From the migrant boats that appear almost predestined to capsize in the documentaries Fire at Sea, Sea Sorrow, and Human Flow, to the belated baptism of sorts from Moonlight, many recent films have basked in the metaphorical possibilities of water. In director Tristan Ferland Milewski’s documentary Dream Boat, the ocean isn’t the site of drowning or paternal kinship, but that of a queer utopia. Here the sea is a safe space for non-Westerners to flee the homophobia of their own countries and praise Europe’s liberalism, and for Europeans to do a bit more than what they already do at home without the nuisance of having straight people in their sight—even if straightness seems to be what they’re after, or at least a certain fantasy of it.
Which is perhaps why some end up cockblocked by their own desire and, despite the number of gay men around, can’t get laid, as many of the men find others to be too feminine. Ironically, true glee appears mostly during Ladies Night, when the men dress as women, prancing around with their otter goatees and high heels without the burden of having to woo the biggest dick on deck. At last they look sincerely happy—not spurned by the feeling of being doomed to unrequited love.
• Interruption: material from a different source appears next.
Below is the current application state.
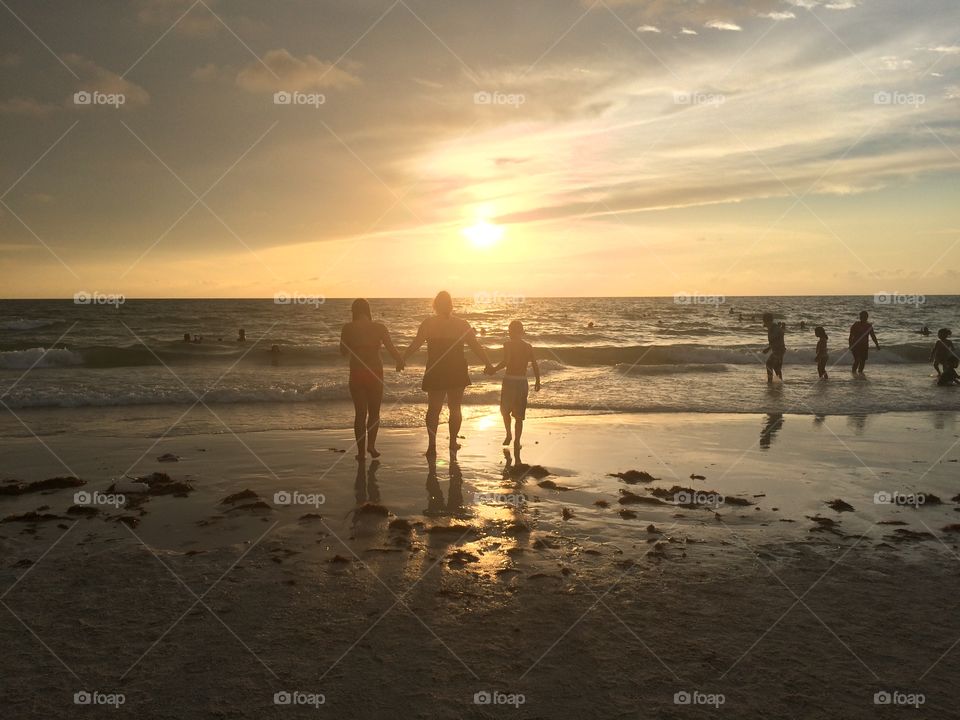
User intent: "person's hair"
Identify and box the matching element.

Being in drag seems to suspend the burden of performing an always-lacking masculinity in order to entice some impossibly masculine partner. Ultimately it isn’t the open sea that brings these men solace from the world on land that’s rigged against them, but the very femininity they work so hard to run away from whenever it isn’t Ladies Night.
If the global reunion that the cruise ship presents here is such a panacea, why is there so much moping?
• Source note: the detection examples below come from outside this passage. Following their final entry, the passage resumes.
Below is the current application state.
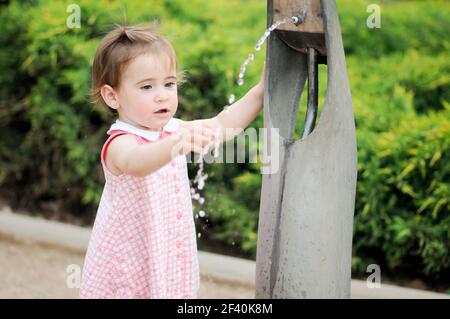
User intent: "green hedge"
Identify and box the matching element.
[0,0,450,278]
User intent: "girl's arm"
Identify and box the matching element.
[106,121,215,177]
[211,84,264,141]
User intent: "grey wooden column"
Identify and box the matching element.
[255,0,357,298]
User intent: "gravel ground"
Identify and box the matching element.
[0,237,254,299]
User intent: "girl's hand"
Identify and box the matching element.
[174,120,218,155]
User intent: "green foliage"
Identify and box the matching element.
[0,0,450,277]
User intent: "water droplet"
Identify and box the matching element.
[228,94,236,104]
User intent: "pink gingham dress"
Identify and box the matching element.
[80,118,199,299]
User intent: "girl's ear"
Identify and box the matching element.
[100,84,119,110]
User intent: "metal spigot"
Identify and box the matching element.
[291,6,308,26]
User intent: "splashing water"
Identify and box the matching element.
[224,16,299,105]
[191,16,299,232]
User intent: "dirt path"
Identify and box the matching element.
[0,237,254,298]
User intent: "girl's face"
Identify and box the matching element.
[116,53,178,131]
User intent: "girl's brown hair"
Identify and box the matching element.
[91,25,183,113]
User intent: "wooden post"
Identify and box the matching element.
[256,0,357,298]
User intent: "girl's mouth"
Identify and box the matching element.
[155,109,169,114]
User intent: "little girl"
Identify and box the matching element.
[80,26,264,298]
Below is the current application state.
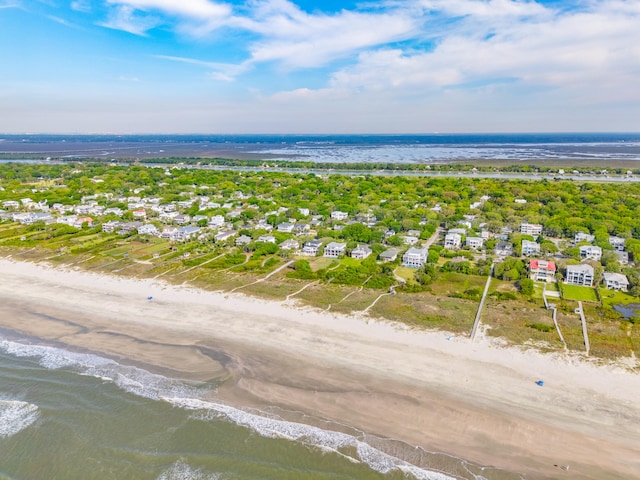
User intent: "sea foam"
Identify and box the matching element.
[157,461,220,480]
[0,399,39,438]
[0,340,453,480]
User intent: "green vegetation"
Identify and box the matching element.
[0,159,640,358]
[563,285,598,302]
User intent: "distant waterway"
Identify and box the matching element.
[613,303,640,319]
[0,133,640,164]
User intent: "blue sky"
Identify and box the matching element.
[0,0,640,133]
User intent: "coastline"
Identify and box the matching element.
[0,259,640,479]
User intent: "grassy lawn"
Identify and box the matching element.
[564,285,598,302]
[430,272,487,296]
[370,293,478,333]
[600,288,640,307]
[394,267,417,283]
[300,257,338,272]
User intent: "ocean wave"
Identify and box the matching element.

Dream Boat features luscious aerial shots of a ship packed with gay bodies sunbathing, working out, and twirling to electronic music in chaps and leather masks. The film aestheticizes everything that comes into view. When the camera cares to prod behind the abs and the speedos, the men’s confessionals all feel so very ’90s. These interviews, conducted inside cramped private quarters, almost all revolve around how these individuals came out, memories of childhoods marred by bullying and complaints about gay men all looking the same and only caring about size. Although the grievances are mostly from men who come from places outside of Europe and America, which points to a gap between what counts as a gay life in Palestine versus such a life in Austria, it all feels redundant and predictable. A refreshing intervention in the midst of such trite accounts is a handicapped French man who explains how he found out his legs were going to stop working as he fawns over old Mireille Mathieu LPs.
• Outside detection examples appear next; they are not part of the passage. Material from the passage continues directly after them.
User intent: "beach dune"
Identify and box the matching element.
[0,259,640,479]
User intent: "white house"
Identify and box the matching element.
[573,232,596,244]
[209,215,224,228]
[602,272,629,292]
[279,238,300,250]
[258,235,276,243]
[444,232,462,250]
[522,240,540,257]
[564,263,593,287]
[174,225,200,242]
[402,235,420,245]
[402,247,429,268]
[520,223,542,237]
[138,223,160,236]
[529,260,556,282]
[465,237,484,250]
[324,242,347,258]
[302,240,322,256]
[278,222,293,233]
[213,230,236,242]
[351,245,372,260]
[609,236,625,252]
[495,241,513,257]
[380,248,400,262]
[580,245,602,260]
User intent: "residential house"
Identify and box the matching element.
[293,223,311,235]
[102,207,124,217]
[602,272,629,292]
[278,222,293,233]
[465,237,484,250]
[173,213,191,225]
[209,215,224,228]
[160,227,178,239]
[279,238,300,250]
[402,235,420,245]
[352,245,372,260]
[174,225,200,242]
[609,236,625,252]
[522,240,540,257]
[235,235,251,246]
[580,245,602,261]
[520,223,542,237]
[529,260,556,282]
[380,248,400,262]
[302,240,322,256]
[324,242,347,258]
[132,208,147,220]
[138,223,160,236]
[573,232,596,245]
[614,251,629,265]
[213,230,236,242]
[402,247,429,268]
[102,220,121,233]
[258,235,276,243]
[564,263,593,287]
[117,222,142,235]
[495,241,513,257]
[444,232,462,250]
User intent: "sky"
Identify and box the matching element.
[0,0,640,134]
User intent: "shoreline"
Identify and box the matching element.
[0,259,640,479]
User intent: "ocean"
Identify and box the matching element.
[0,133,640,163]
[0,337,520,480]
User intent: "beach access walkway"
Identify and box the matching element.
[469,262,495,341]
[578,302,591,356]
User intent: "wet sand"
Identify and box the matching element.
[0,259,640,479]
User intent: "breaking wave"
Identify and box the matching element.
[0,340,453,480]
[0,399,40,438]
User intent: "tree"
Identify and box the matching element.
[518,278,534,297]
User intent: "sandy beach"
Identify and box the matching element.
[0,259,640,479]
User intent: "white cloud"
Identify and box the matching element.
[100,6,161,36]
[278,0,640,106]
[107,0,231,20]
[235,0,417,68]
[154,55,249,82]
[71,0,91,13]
The cruise ship at the center of the documentary is dressed up (literally) in the planet’s various flags—Lebanon, Argentina, the European Union—as if the gays on board were pinkwashing their way to some paradise, where not just women but femininity in others more generally would be excised from all bodies. Dream Boat alludes to this most troublesome aspect of gay sociality despite its attempts at portraying the cruise like a kind of “We Are the World” triumph in which all nations come together as one big gay happy family. But if this global reunion is such a panacea, why is there so much moping?
One man says that he didn’t get lonely until he boarded the ship. A Palestinian man self-exiled in Europe adorns his beautiful Belgium flag on his oiled body with the help of a friend. He used to be depressed, but now he’s happy because his recently acquired Belgian passport lets him live in a place where instead of harassing him, the police protect him against discrimination. Or so he says. The film doesn’t seem very interested in exploring the implications of the pronouncements that such individuals make. Which is a shame, because that’s precisely Dream Boat’s most interesting, and disturbing, element: the dissonance between the ship’s reason for being and the sorrow of its passengers, who remain marked as foreigners (to others and themselves) even when the ocean is meant to efface the concept of borders.